46 I take in that connection initial guidance from the approach of Sheller JA in Holt v Wynter. His Honour says at 147(121):

          “In relation to costs ordinarily a successful applicant, who has allowed him or herself to get out of time, should pay the costs of the application unless the respondent’s opposition was wholly unreasonable. Although ………….. (the relevant primary Judge) ……….. was satisfied that the evidence explained and excused the applicant from any responsibility for the delay, the fact remains that one or more of the solicitors she retained were responsible for the delay. The respondent was not. In the circumstances, particularly having in mind the question raised about the availability of medical records, I do not regard the respondent’s decision to resist the application as unreasonable.”

47 I have quoted the foregoing passage in full in order to point out some considerations, particular to that individual matter, which led Sheller JA, (three other members of the Bench concurring), to conclude that there should be an order that the successful applicant pay the costs of the application; such order not to be enforced without prior leave of the trial Court, prior to final judgment in the action.

48 Priestley JA, by contrast, concluded that the appropriate costs order was that the costs of the application be costs in the cause. His Honour refers to two other cases in which that course was taken at first instance and not disturbed on appeal.

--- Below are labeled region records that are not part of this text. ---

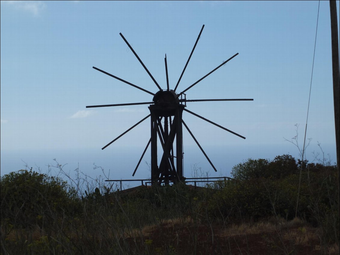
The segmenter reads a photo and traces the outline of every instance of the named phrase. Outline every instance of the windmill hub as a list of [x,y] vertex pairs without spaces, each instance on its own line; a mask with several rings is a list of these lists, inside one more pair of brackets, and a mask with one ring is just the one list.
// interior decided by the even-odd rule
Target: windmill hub
[[[176,92],[176,90],[177,88],[178,84],[181,81],[182,76],[184,73],[185,69],[189,63],[190,58],[195,48],[196,47],[197,42],[200,38],[201,34],[203,30],[204,25],[202,27],[201,32],[197,37],[196,42],[194,46],[191,53],[189,56],[188,61],[184,67],[182,74],[177,82],[177,84],[173,90],[170,89],[169,88],[169,79],[168,75],[168,66],[167,62],[167,56],[165,55],[164,58],[164,62],[165,65],[165,72],[167,81],[167,89],[162,89],[159,85],[155,80],[153,76],[151,75],[149,70],[145,66],[144,63],[139,58],[131,45],[128,42],[121,33],[120,35],[124,40],[126,44],[129,46],[130,49],[133,53],[134,54],[139,61],[140,64],[144,67],[145,70],[149,74],[150,77],[152,79],[155,84],[159,89],[159,90],[154,94],[150,91],[143,88],[137,85],[133,84],[126,81],[117,77],[113,74],[109,73],[107,72],[101,70],[97,67],[93,67],[93,68],[98,71],[101,72],[109,76],[122,82],[130,86],[138,88],[144,92],[146,92],[153,96],[152,102],[140,102],[138,103],[131,103],[123,104],[114,104],[101,105],[90,105],[87,106],[86,108],[92,108],[95,107],[106,107],[108,106],[119,106],[126,105],[134,105],[141,104],[149,104],[149,109],[150,110],[150,114],[140,120],[134,125],[129,128],[127,130],[118,136],[114,139],[112,141],[106,146],[102,148],[102,150],[106,148],[107,146],[116,141],[117,139],[126,134],[134,128],[139,124],[146,119],[150,117],[151,119],[151,137],[147,145],[143,154],[142,155],[139,161],[137,164],[135,171],[132,174],[133,176],[136,173],[136,171],[138,168],[139,164],[142,160],[145,152],[148,149],[149,145],[151,144],[151,182],[153,184],[158,183],[160,184],[161,183],[169,184],[170,182],[175,182],[178,181],[182,181],[185,179],[183,173],[183,131],[182,124],[184,125],[186,129],[188,131],[190,135],[192,137],[194,140],[200,148],[207,159],[209,161],[211,167],[215,171],[217,171],[216,168],[214,166],[213,163],[207,156],[205,152],[203,150],[202,147],[200,145],[196,138],[194,136],[189,128],[183,120],[182,115],[183,111],[186,112],[194,116],[204,120],[222,129],[228,131],[232,134],[237,135],[244,139],[245,137],[234,132],[231,130],[225,128],[210,120],[200,116],[194,113],[193,113],[185,108],[186,107],[186,103],[188,102],[198,102],[207,101],[252,101],[252,99],[193,99],[192,100],[187,100],[185,92],[193,86],[206,78],[211,73],[215,72],[222,66],[225,65],[226,63],[231,60],[235,57],[238,54],[237,53],[233,56],[227,59],[225,61],[223,61],[218,66],[213,69],[207,74],[198,80],[196,82],[193,83],[186,89],[182,91],[179,94]],[[158,142],[159,142],[159,143]],[[157,159],[157,153],[158,150],[157,149],[157,143],[160,143],[161,146],[160,153],[158,159],[160,159],[160,162]],[[174,145],[175,144],[176,147],[174,148]],[[159,148],[159,145],[158,145]]]
[[157,104],[180,103],[178,94],[172,89],[159,90],[155,95],[152,101]]

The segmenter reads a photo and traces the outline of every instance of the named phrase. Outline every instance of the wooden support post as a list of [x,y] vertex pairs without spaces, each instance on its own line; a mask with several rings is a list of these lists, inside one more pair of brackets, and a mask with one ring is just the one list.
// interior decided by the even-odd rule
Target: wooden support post
[[157,165],[157,124],[153,111],[150,109],[150,112],[151,113],[151,179],[152,184],[153,184],[159,176]]
[[[330,0],[329,9],[330,12],[330,30],[332,41],[332,63],[333,67],[333,95],[334,102],[334,120],[335,122],[335,140],[337,148],[337,164],[338,165],[338,215],[340,213],[339,205],[340,204],[340,159],[339,158],[339,137],[340,133],[340,103],[339,97],[340,94],[340,78],[339,71],[339,36],[338,34],[338,17],[337,13],[337,3],[334,0]],[[337,241],[338,247],[339,241]]]
[[176,134],[176,169],[178,178],[182,180],[183,177],[183,133],[182,130],[182,115],[184,106],[180,105],[177,108],[177,115],[176,125],[177,132]]

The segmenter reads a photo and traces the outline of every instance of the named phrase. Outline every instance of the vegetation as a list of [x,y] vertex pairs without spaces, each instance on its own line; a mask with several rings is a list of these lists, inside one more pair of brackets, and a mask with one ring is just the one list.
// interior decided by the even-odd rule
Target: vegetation
[[205,188],[124,192],[79,175],[71,186],[13,172],[1,178],[1,253],[336,254],[338,174],[283,155],[249,159],[233,168],[234,180]]

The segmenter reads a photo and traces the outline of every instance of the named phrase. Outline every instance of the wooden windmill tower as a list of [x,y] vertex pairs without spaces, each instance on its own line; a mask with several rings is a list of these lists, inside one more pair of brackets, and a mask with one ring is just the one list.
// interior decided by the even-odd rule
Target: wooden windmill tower
[[[210,161],[210,160],[200,145],[197,140],[195,138],[195,137],[194,136],[192,133],[191,133],[186,124],[182,119],[182,115],[183,111],[186,112],[199,118],[201,118],[241,138],[243,138],[244,139],[245,139],[245,137],[200,116],[198,114],[187,110],[185,108],[186,107],[186,103],[188,102],[206,101],[252,101],[253,100],[253,99],[196,99],[188,100],[186,99],[186,95],[185,94],[185,92],[188,89],[192,88],[208,75],[225,64],[226,63],[230,60],[231,60],[233,58],[236,56],[238,54],[238,53],[235,54],[226,61],[224,61],[221,65],[205,75],[196,82],[189,86],[182,92],[178,94],[177,94],[176,92],[176,90],[180,82],[181,81],[184,71],[185,70],[189,61],[190,60],[190,58],[191,58],[192,53],[193,52],[198,40],[200,39],[201,34],[203,31],[203,29],[204,27],[204,25],[203,25],[201,30],[198,36],[197,37],[195,45],[194,46],[192,50],[191,51],[190,55],[189,56],[188,61],[187,62],[185,66],[184,66],[183,71],[182,72],[182,73],[180,77],[180,78],[177,82],[176,86],[173,90],[170,89],[169,87],[166,55],[165,55],[164,60],[165,65],[167,87],[166,89],[162,89],[152,76],[152,75],[150,73],[150,72],[148,70],[148,69],[145,66],[145,65],[140,60],[140,58],[139,58],[137,54],[134,50],[132,47],[131,47],[130,44],[128,42],[126,39],[125,39],[121,33],[119,34],[120,36],[121,36],[126,44],[128,45],[129,48],[135,54],[137,59],[139,61],[146,71],[149,74],[150,77],[158,87],[159,89],[158,91],[155,94],[154,94],[136,85],[135,85],[131,83],[119,78],[117,76],[112,74],[111,73],[101,70],[97,67],[93,67],[94,69],[100,72],[101,72],[103,73],[111,76],[115,79],[117,79],[131,86],[134,87],[153,96],[152,102],[116,104],[91,105],[86,106],[86,108],[92,108],[134,105],[141,104],[150,105],[149,106],[149,108],[150,111],[150,114],[138,122],[102,148],[102,150],[105,149],[109,145],[122,136],[126,134],[136,126],[145,120],[149,117],[150,117],[151,137],[137,164],[137,166],[136,167],[135,171],[132,174],[133,176],[134,175],[136,171],[140,162],[141,161],[143,157],[144,156],[150,144],[151,143],[151,178],[152,182],[152,183],[168,183],[169,182],[176,182],[177,181],[181,181],[184,178],[183,175],[182,124],[189,132],[214,170],[215,171],[217,171],[215,167],[214,166],[211,161]],[[164,124],[162,123],[162,120],[164,122]],[[157,141],[158,140],[159,140],[161,144],[163,149],[162,151],[162,152],[161,153],[162,155],[159,155],[160,156],[159,157],[158,156],[158,155],[157,155]],[[176,148],[175,150],[174,150],[173,144],[175,140]],[[159,158],[161,159],[159,163],[158,164],[158,159]]]

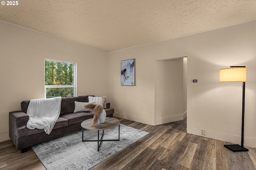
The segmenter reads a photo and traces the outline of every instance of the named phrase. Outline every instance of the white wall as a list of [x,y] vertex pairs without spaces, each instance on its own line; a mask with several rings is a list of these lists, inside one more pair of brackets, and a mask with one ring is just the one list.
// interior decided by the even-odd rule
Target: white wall
[[9,112],[44,97],[44,59],[77,63],[77,95],[107,95],[106,52],[0,20],[0,142],[10,139]]
[[[108,97],[115,115],[155,122],[155,61],[187,56],[187,130],[240,144],[242,83],[219,82],[219,69],[247,67],[244,145],[256,147],[255,21],[108,53]],[[136,85],[120,85],[121,60],[135,58]],[[198,79],[193,83],[192,80]]]
[[154,124],[183,120],[183,58],[155,62]]

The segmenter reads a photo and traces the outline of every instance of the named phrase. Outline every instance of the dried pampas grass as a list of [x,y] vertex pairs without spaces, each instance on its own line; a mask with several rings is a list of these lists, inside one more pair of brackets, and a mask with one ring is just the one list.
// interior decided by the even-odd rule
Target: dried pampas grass
[[102,112],[103,106],[102,104],[96,105],[94,103],[90,103],[87,105],[85,105],[84,108],[90,111],[93,111],[94,113],[92,124],[91,125],[91,127],[93,127],[98,123],[100,118],[100,115]]

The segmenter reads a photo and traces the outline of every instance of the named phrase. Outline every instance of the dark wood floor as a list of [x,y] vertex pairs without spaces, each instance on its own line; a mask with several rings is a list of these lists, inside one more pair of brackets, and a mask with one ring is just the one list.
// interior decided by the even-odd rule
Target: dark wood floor
[[[150,133],[92,170],[256,170],[256,148],[233,152],[225,142],[187,134],[186,119],[156,126],[119,119]],[[45,168],[32,149],[22,154],[8,140],[0,142],[0,169]]]

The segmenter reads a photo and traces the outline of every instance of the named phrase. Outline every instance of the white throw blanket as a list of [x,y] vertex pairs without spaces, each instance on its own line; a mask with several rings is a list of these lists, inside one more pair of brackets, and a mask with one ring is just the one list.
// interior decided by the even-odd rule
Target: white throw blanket
[[61,97],[30,100],[27,114],[29,120],[27,127],[44,129],[50,134],[60,116]]

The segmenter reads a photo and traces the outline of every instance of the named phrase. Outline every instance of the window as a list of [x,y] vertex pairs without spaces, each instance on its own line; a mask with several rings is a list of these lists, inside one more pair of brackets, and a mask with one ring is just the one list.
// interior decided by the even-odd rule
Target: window
[[76,64],[46,59],[44,98],[76,96]]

49 It seems to me that the facts of the present applications are not on all fours with the facts of Holt v Wynter. In those circumstances it seems to me that the justice of the two present cases is better met by an order that in each case the costs of the application be costs in the cause.

50 In each application I make, accordingly, the following orders:


      [1] The application is granted.

      [2] Order that the limitation period be extended to and including 27 September 2002.

      [3] Order that the costs of the application be costs in the cause.

      [4] Grant liberty to all parties to apply on 24 hours’ notice in writing, either by letter or by facsimile transmission.